"""Database Failure Handling Tests.
Tests for graceful handling of database issues:
- Database file missing (should auto-create)
- Schema migration on startup
- Concurrent write handling (retry_on_db_lock)
- Transaction rollback on error
- Session cleanup on exception
Reference: mcp_agent_mail-aea
"""
from __future__ import annotations
import asyncio
from pathlib import Path
import pytest
from sqlalchemy.exc import OperationalError
from mcp_agent_mail.db import (
QueryTracker,
_extract_table_name,
ensure_schema,
get_engine,
get_query_tracker,
get_session,
get_session_factory,
reset_database_state,
retry_on_db_lock,
track_queries,
)
from mcp_agent_mail.models import Agent, Project
# ============================================================================
# Database Auto-Creation Tests
# ============================================================================
class TestDatabaseAutoCreation:
"""Tests for automatic database and table creation."""
@pytest.mark.asyncio
async def test_ensure_schema_creates_database_file(self, tmp_path: Path, monkeypatch):
"""ensure_schema creates database file when it doesn't exist."""
db_path = tmp_path / "new_database.sqlite3"

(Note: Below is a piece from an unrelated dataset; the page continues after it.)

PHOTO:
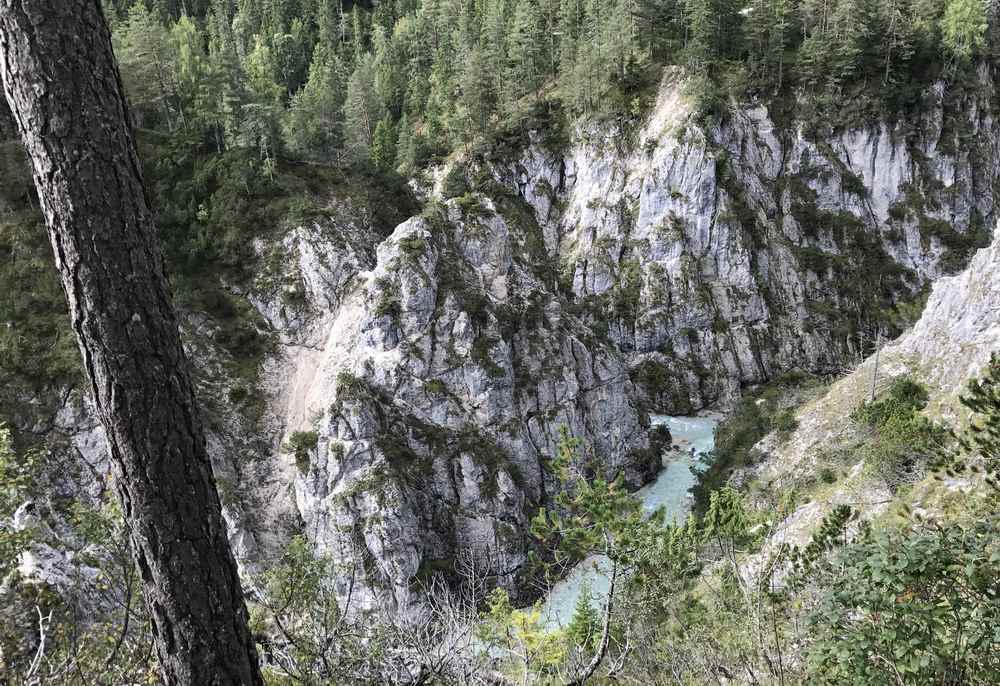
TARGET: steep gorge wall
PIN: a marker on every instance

assert not db_path.exists()
monkeypatch.setenv("DATABASE_URL", f"sqlite+aiosqlite:///{db_path}")
reset_database_state()
await ensure_schema()
assert db_path.exists()
@pytest.mark.asyncio
async def test_ensure_schema_creates_tables(self, isolated_env):
"""ensure_schema creates all required tables."""
await ensure_schema()
engine = get_engine()
async with engine.begin() as conn:
# Check that core tables exist by querying sqlite_master
result = await conn.run_sync(
lambda sync_conn: sync_conn.exec_driver_sql(
"SELECT name FROM sqlite_master WHERE type='table' ORDER BY name"
).fetchall()
)
table_names = [row[0] for row in result]
# Core tables should exist
assert "projects" in table_names
assert "agents" in table_names
assert "messages" in table_names
assert "message_recipients" in table_names
assert "file_reservations" in table_names
assert "agent_links" in table_names
@pytest.mark.asyncio
async def test_ensure_schema_creates_fts_table(self, isolated_env):
"""ensure_schema creates FTS virtual table for message search."""
await ensure_schema()
engine = get_engine()
async with engine.begin() as conn:
result = await conn.run_sync(
lambda sync_conn: sync_conn.exec_driver_sql(
"SELECT name FROM sqlite_master WHERE type='table' AND name='fts_messages'"
).fetchall()
)
assert len(result) == 1
assert result[0][0] == "fts_messages"
@pytest.mark.asyncio
async def test_ensure_schema_creates_indexes(self, isolated_env):
"""ensure_schema creates performance indexes."""
await ensure_schema()
engine = get_engine()
async with engine.begin() as conn:
result = await conn.run_sync(
lambda sync_conn: sync_conn.exec_driver_sql(
"SELECT name FROM sqlite_master WHERE type='index' AND name LIKE 'idx_%'"
).fetchall()
)
index_names = [row[0] for row in result]
# Check for expected indexes
assert "idx_messages_created_ts" in index_names
assert "idx_messages_thread_id" in index_names
assert "idx_file_reservations_expires_ts" in index_names
assert "idx_message_recipients_agent_message" in index_names
assert "idx_messages_project_sender_created" in index_names
assert "idx_file_reservations_project_released_expires" in index_names
assert "idx_file_reservations_project_agent_released" in index_names
assert "idx_product_project" in index_names
@pytest.mark.asyncio
async def test_ensure_schema_is_idempotent(self, isolated_env):
"""ensure_schema can be called multiple times safely."""
await ensure_schema()
await ensure_schema() # Second call should not raise
await ensure_schema() # Third call should not raise
# Verify tables still exist
engine = get_engine()
async with engine.begin() as conn:
result = await conn.run_sync(
lambda sync_conn: sync_conn.exec_driver_sql(
"SELECT COUNT(*) FROM sqlite_master WHERE type='table' AND name='projects'"
).fetchone()
)
assert result[0] == 1
# ============================================================================
# Concurrent Write Handling Tests (retry_on_db_lock)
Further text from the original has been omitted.